研究実績の概要 |
本研究では,電波と光波の境界領域の周波数を有するテラヘルツ波を用いた高感度センシングの実現に向け,研究代表者が最近,人工材料フォトニック結晶を用いることで世界最小の伝搬損失の実現に成功したフォトニック結晶伝送路の研究を発展させることで,伝送路と集積化される微小共振器中でのテラヘルツ波の強い閉じこめを実現し,物質とテラヘルツ波の強い相互作用による超高感度センシングを目指した.

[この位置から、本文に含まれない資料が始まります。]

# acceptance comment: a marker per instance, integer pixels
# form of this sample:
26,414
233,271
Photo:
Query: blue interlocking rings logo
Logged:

初年度は,0.3 THz帯に着目し,10,000以上という高い共振器Q値でテラヘルツ波が閉じ込め可能なデバイスを設計し,作製したサンプルを高精度テラヘルツ波分光系で評価することで,理論値に近いQ値約10,000の共振スペクトルを得ることに成功した.また,共振器部分へ波長の1/20以下の厚さ5 μmから50 μmの薄膜を付加した際に現れるスペクトル変化の検知に成功し,超高感度テラヘルツセンシングの可能性を示すことができた.
二年目は,初年度の研究を発展させるべく,小型で集積化可能なテラヘルツ電子デバイスである共鳴トンネルダイオードを用い,フォトニック結晶共振器によるテラヘルツ超高感度センシングの可能性を追求した.0.3 THz帯で動作するフォトニック結晶共振器を初年度同様に作製し,共鳴トンネルダイオードをテラヘルツ光源として動作させ,共振スペクトルを測定した.ミリ波発生器と周波数逓倍器からなる大型テラヘルツ光源の場合と良く一致するフォトニック結晶共振器の共振スペクトルが得られ,薄膜センシングの原理検証にも成功した.加えて,フォトニック結晶共振器と集積化された伝送路上に共鳴トンネルダイオード検出器をハイブリッド集積化したセンシングモジュールを作製した.本モジュールによるフォトニック結晶共振器の共振スペクトルの検知にも成功し,フォトニック結晶共振器を用いた高感度小型テラヘルツセンサの可能性を示すことができた.